Preparing Image Dataset for Neural Networks in PyTorch

Preparing and handling data is a core step of any machine learning pipeline. Today, we will look at handling data when the data is an image (or image-like) in PyTorch.

PyTorch and Torchvision

PyTorch provides us with the amazing torchvision package for dealing with common image transformations such as normalizing, scaling, random flipping and converting arrays to PyTorch tensors. It also provides us with common computer vision datasets such as MNIST, Fashion MNIST and CIFAR-10. In this post, we will focus on preparing the Fashion MNIST dataset.

To begin, we start by importing torch and torchvision.

import torch
from torchvision import datasets, transforms

Note that we will refer to the submodule datasets and transforms directly from now on (i.e. we will not emphasize that it’s part of torchvision).
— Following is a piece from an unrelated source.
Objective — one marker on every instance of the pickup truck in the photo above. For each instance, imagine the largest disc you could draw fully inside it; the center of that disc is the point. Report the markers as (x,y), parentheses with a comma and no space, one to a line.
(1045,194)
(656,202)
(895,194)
👜 Fashion MNIST dataset and composing transformations

The Fashion MNIST dataset by Zalando Research is a famous benchmark dataset in computer vision, perhaps second only to MNIST. It is a dataset containing 60,000 training examples and 10,000 test examples where each example is a 28 x 28 grayscale image. Since the images are in grayscale, they only have a single channel. If the image is in RGB format instead (e.g. if we are dealing with CIFAR-10), then it has 3 channels one for each red, green and blue.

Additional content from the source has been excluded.